Die hauptsächlichen Treiber dieser Entwicklung sind dabei:
• zunehmende Bedeutung externer Kosten
• wachsender Energie- und Wohlstandsbedarf
• Liberalisierung und Deregulierung der Energiemärkte
• politische Ziele zur Steigerung des Anteils erneuerbarer Energien
• Ziele zur Steigerung der Energieeffizienz
• Erhöhung der Versorgungssicherheit
Die Rolle der Gesellschaft ist ebenso nicht zu unterschätzen. Regionale Umverteilungen der Bevölkerung und die Landflucht führen in den nächsten Jahren dazu, dass Großkraftwerke, auch die geplanten Kraftwerksneubauten, "am falschen Ort" stehen. Ebenso hat die Landflucht Auswirkungen auf die Netzkosten in wachstumsschwachen Regionen.
Dezentrale Energieversorgung
Bisher gibt es in der Versorgungswirtschaft keine eindeutige Definition für den Begriff der "dezentralen Energieversorgung". Es stellt sich hierbei zum Beispiel die Frage, welche Energieumwandlungsanlagen als zentral oder dezentral einzustufen sind. Es gibt keine klare Abgrenzung über Anlagenparameter wie etwa die Nennleistung oder den eingesetzten Primärenergieträger. Dies ist auch nicht sinnvoll, da die Dezentralität in der Energieversorgung mehrere Dimensionen hat. So sind sich Experten häufig uneinig, ob zum Beispiel ein Windpark zum dezentralen System gezählt werden kann, oder ob es sich hierbei um ein zentrales Großkraftwerk handelt. Aus der Sicht eines großen Energieversorgungsunternehmens ist zum Beispiel die Versorgung einer einzelnen Stadt bereits eine dezentrale Energieversorgung, während ein Stadtwerk erst die Versorgung einer Siedlung als eine dezentrale Versorgungsvariante ansieht.
Der Begriff "dezentral" bedeutet allgemein, dass ein System jedweder Art auf mehrere Standorte verteilt ist. Beispiele hierfür sind dezentrale Organisationsstrukturen in Wirtschaftsunternehmen oder verteilte Intelligenz in der Automatisierungstechnik.

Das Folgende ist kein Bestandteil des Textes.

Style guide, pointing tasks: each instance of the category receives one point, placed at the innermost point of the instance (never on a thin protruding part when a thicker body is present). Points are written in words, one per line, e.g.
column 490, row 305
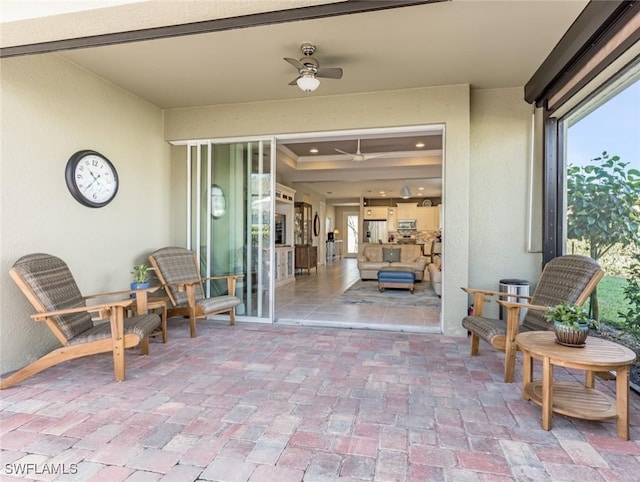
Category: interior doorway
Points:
column 351, row 223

Das EnWG definiert in § 3 Abs. 11 "dezentrale Erzeugungsanlagen" als an das Verteilnetz angeschlossene verbrauchs- und lastnahe Erzeugungsanlagen. Die dezentrale Erzeugung umfasst also jene Erzeugungsanlagen, die an öffentliche Mittel- oder Niederspannungsverteilnetze verbrauchsnah angeschlossen sind (Bezugspunkt Übergabestelle), sowie alle Erzeugungsanlagen, die der Eigenversorgung dienen. Aus der Sicht des Übertragungsnetzes kann man also von einer heute bereits praktizierten Normalsituation sprechen. Bezogen auf das Verteilnetz handelt es sich um kleinere Einspeisungen parallel zur zentralen Energieversorgung durch Großkraftwerke.

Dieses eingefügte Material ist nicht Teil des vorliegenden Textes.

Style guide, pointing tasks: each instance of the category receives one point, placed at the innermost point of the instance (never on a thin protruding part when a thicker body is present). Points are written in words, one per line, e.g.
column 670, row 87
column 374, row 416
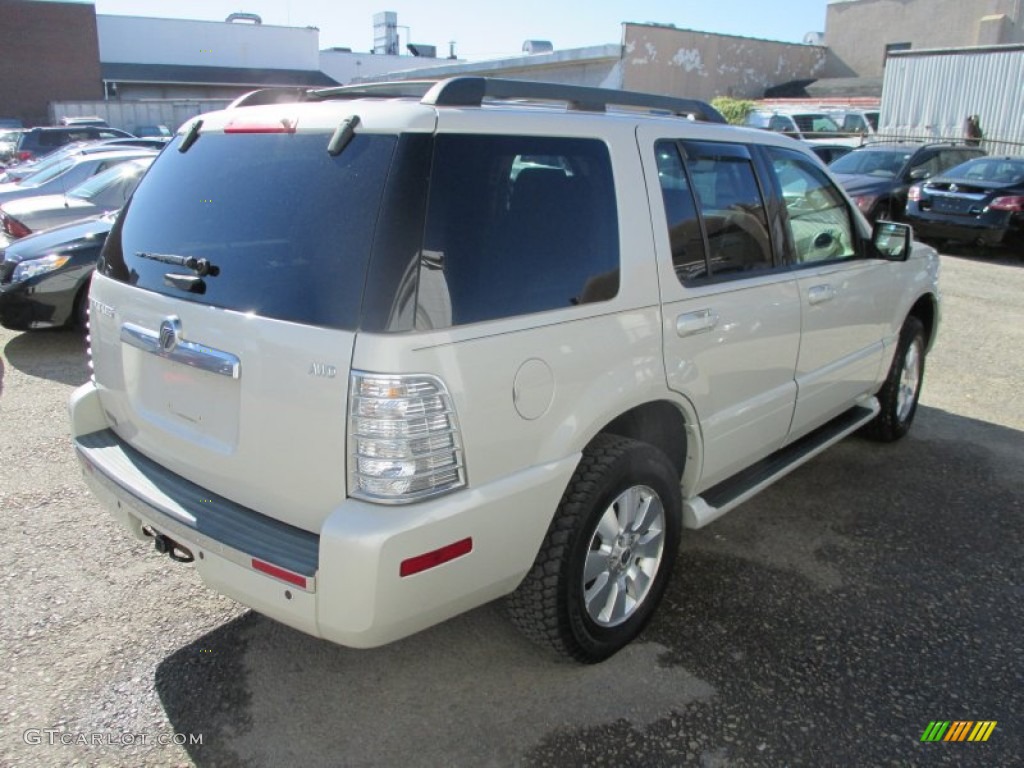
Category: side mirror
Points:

Die dezentrale Energieversorgung umfasst sowohl den netzparallelen als auch den autonomen Betrieb der Anlagen. Diese Definition hat eine quantitative und eine geographische Dimension. Die Energie wird nicht durch vereinzelte, zentral orientierte Großkraftwerke, sondern durch wesentlich kleinere, dafür aber zahlenmäßig mehr Anlagen zur Verfügung gestellt, um den Energiebedarf der Endkunden zu decken. Die dezentralen Energieumwandlungsanlagen stehen unmittelbar dort, wo der Primärenergieträger zur Verfügung steht (zum Beispiel bei Windenergie, Photovoltaik oder Erdwärmenutzung) und/oder die Energie durch den Endkunden gebraucht wird. Die Folge ist eine sich verändernde Kraftwerksstruktur (Bild 2). Dabei schließen sich die zentrale und die dezentrale Energieversorgung keinesfalls aus. Beide Energiesysteme können nebeneinander bestehen und sich gegenseitig ergänzen (integrale Energieversorgung).
Da die Energieflussrichtung nicht eindeutig ist, handelt es sich um eine horizontale Netznutzung. In naher Zukunft wird es darauf ankommen, einen optimalen Strukturmix aus beiden Energiesystemen bereitzustellen. Dies ist eine ideale Voraussetzung für einen langfristig angelegten Transformationsprozess hin zu einem neuen Energiesystem.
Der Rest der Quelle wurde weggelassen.